Aliás, há pessoas mais velhas que querem trabalhar. É o caso de Peter Knight, empreendedor do Reino Unido. Há quatro anos, criou a empresa de recrutamento Forties People, especializada em contratar pessoas mais experientes. “Não há limite de idade. Já tivemos um cliente com 82 anos, e o seu empregado mais velho tinha 94”, conta.

O homem de 94 anos se aposentara três vezes na mesma empresa, que cuida dos registros da Marinha britânica – mas toda vez ele voltava ao escritório para encontrar com os colegas. Ele começava a ajudar, e uma coisa levava à outra, até que começaram a pagar-lhe uma pequena quantia para que transitasse pelo local. “Ele era parte da mobília”.

Já alguns empregos são simplesmente bons demais para se largar. O apresentador de TV britânico Sir David Attenborough, de 92 anos, que apresenta programas sobre a vida selvagem na BBC, está confiante de que chegará aos 100 – e já disse várias vezes que não tem planos de se aposentar. Afinal quem se aposentaria se o trabalho envolvesse brincar com preguiças ou bebês gorilas?
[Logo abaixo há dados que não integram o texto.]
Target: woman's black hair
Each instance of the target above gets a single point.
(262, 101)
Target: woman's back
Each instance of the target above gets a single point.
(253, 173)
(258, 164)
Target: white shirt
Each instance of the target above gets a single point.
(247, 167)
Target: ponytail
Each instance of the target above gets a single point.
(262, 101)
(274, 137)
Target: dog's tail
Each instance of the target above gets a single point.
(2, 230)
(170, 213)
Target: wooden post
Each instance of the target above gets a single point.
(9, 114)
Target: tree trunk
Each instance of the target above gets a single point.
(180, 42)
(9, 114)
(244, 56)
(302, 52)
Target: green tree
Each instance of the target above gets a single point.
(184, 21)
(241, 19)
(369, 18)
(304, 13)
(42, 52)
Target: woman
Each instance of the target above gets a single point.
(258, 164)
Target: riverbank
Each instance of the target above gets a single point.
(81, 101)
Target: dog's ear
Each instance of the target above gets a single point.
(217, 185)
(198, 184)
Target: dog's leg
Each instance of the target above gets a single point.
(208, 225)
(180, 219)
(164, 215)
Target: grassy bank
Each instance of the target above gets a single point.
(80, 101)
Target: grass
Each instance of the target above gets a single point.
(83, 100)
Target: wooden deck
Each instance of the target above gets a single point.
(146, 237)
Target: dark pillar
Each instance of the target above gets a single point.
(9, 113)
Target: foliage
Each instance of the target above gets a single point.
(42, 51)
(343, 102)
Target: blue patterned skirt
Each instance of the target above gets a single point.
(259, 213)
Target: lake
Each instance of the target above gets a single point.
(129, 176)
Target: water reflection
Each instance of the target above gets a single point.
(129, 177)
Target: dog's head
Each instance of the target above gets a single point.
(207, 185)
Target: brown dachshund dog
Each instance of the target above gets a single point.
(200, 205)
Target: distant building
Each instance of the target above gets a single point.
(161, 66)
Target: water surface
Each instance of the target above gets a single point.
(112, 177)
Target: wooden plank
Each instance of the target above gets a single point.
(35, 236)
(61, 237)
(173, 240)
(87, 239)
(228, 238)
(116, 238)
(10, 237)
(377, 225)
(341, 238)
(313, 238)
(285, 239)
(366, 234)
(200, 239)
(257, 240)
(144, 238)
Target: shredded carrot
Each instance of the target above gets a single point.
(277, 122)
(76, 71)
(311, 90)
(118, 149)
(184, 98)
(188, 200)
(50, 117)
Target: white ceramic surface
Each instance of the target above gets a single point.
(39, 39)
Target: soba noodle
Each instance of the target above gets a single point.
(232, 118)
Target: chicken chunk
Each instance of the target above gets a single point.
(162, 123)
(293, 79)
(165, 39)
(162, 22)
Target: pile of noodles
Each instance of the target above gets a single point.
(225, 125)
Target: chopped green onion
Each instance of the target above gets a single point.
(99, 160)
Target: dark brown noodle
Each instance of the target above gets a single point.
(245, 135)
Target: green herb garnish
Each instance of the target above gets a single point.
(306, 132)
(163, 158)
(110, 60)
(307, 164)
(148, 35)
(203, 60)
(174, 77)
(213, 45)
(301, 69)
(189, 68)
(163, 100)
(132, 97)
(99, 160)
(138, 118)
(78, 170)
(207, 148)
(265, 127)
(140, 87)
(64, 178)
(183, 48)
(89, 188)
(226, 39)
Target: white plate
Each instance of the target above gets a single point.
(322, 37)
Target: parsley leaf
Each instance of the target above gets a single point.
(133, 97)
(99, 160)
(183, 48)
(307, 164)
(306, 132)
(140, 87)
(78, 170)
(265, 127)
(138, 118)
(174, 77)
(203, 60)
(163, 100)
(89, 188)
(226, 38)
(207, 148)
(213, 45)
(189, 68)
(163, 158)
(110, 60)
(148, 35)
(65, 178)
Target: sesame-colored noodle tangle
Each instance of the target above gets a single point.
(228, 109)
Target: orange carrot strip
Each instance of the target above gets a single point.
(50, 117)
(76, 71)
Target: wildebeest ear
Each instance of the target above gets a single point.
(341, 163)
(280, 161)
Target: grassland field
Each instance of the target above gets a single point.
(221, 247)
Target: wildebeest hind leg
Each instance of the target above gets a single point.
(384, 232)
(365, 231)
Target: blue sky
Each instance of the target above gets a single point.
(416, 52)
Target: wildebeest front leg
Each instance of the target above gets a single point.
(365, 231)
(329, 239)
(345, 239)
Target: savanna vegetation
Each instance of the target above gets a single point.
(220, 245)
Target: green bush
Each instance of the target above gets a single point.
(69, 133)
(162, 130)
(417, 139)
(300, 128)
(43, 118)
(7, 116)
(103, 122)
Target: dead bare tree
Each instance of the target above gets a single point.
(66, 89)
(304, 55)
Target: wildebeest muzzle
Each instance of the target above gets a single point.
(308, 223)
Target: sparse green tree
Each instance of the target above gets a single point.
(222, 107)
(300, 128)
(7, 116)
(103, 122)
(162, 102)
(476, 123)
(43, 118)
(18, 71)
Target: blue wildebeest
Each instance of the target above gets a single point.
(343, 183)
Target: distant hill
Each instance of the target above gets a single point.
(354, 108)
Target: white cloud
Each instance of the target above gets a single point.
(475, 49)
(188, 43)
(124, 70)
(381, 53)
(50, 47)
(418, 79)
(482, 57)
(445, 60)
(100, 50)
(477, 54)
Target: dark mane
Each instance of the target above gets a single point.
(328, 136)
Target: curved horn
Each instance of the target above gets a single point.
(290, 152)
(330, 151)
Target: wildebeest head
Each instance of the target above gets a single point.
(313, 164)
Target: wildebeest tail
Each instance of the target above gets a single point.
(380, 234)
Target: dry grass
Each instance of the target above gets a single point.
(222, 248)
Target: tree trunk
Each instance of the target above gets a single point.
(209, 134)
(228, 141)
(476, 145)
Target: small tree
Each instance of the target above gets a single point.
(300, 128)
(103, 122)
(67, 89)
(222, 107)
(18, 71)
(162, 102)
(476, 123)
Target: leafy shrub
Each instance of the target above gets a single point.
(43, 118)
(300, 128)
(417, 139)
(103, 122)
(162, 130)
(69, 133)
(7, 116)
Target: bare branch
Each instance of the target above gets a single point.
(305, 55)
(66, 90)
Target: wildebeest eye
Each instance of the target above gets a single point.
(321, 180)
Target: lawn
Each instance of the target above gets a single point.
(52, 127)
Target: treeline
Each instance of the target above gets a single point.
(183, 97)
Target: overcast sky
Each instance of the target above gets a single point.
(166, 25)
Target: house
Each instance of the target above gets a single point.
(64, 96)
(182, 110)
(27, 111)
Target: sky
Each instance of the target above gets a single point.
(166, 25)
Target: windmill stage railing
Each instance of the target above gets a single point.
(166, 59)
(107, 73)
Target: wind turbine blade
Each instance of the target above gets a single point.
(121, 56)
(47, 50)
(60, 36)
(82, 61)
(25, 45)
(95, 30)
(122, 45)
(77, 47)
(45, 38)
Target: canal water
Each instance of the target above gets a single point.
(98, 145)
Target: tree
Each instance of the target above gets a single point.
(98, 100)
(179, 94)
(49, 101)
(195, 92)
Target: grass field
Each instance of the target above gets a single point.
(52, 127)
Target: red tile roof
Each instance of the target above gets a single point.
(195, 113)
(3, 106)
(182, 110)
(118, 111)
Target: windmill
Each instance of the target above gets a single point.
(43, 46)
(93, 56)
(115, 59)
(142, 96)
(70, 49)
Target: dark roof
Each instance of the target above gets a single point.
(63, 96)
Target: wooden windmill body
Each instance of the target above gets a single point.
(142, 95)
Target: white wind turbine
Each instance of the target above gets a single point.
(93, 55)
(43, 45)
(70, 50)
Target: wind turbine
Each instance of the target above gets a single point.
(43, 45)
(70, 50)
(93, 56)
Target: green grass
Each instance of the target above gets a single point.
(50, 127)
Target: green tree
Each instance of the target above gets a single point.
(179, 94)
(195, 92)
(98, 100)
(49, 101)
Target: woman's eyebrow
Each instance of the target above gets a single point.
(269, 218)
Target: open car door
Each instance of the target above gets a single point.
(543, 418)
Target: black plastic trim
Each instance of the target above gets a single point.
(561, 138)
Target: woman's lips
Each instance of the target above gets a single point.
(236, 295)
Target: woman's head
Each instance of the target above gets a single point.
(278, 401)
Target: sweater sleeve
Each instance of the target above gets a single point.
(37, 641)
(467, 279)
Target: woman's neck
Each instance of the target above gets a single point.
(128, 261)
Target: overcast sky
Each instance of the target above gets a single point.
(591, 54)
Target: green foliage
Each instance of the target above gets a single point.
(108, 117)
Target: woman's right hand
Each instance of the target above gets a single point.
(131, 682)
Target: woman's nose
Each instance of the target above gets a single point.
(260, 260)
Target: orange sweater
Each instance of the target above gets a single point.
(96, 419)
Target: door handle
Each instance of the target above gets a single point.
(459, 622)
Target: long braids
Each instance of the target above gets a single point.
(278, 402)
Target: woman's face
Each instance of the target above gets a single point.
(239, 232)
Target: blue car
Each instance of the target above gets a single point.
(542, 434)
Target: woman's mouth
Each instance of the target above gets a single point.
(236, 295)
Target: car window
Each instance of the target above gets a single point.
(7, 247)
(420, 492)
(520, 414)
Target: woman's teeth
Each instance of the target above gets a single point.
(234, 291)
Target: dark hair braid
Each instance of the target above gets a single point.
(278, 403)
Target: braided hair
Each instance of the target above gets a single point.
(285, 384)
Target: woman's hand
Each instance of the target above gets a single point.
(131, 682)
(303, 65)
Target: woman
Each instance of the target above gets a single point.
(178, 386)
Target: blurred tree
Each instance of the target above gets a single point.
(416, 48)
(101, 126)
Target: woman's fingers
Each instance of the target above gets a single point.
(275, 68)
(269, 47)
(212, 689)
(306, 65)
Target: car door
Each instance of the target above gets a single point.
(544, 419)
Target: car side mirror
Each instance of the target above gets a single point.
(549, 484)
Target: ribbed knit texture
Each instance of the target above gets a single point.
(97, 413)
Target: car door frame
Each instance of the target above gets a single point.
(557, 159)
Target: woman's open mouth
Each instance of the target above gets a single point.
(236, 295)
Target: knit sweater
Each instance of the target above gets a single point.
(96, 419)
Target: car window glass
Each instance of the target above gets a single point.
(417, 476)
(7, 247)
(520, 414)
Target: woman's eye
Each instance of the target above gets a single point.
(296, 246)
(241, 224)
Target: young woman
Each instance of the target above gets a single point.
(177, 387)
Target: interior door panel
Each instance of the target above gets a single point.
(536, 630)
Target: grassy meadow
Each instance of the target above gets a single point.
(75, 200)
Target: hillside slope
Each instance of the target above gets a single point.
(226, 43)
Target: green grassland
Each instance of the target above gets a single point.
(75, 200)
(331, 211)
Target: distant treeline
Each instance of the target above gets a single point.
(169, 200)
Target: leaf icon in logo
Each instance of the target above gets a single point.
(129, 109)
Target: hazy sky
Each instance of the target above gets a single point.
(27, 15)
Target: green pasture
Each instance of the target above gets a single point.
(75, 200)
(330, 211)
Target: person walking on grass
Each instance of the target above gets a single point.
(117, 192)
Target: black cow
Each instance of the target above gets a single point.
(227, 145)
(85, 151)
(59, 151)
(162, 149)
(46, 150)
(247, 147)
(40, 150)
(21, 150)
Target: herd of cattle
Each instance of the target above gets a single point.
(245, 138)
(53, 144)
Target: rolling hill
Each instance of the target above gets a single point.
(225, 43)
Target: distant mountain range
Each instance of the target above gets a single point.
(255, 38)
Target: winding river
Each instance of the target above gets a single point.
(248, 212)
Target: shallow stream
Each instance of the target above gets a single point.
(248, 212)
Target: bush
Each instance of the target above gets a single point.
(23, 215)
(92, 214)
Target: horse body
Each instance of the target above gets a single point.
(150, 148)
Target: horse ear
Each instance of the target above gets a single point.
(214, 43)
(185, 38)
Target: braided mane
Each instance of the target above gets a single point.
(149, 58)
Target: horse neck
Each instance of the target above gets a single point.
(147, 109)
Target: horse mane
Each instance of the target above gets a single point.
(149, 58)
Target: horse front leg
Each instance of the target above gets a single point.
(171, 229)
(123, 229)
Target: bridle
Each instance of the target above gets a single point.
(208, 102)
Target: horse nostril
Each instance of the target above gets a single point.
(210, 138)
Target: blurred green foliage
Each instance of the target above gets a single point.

“Não temos uma idade de aposentadoria compulsória no Reino Unido. No setor de educação superior, há pessoas que continuam a dar aulas aos 70 anos”, diz Jane Falkingham, gerontologista e diretora do Centro de Mudança Populacional na Universidade de Southampton. “Acho que o professor mais velho que temos na faculdade está em meados dos 70. Mas claro que a academia tem um vida relativamente boa”.

Para Frankland, continuar a trabalhar foi uma decisão prática – mesmo que ele seja claramente apaixonado por seu trabalho. “Eu era uma jardineiro obcecado, mas agora eu não consigo”, diz. “Todas as coisas que costumava fazer, aos 106 anos, não consigo fazer mais. Então, o que me resta? Eu leio bastante, principalmente coisas científicas, em vez de romances ou coisas parecidas”.

Em Forties People, não há um padrão de trabalho, embora a maioria seja de escritório. “Tivemos três companhias de imprensa ligando para nós há poucas semanas”, conta. Depois de tentar recrutar recepcionistas e equipes de RH mais jovens e não considerá-las confiáveis, eles decidiram buscar trabalhadores mais velhos que priorizassem seus empregos.

Para pessoas em atividades com maior exigência física, continuar a trabalhar é mais desafiador. Mas nem sempre esse é o caso. “A tecnologia está mudando a forma de trabalho”, diz Falkingham. “As atividades manuais e pesadas estão sendo feitas por máquinas. A natureza do trabalho está mudando, o que vai facilitar que as pessoas trabalhem por mais tempo”.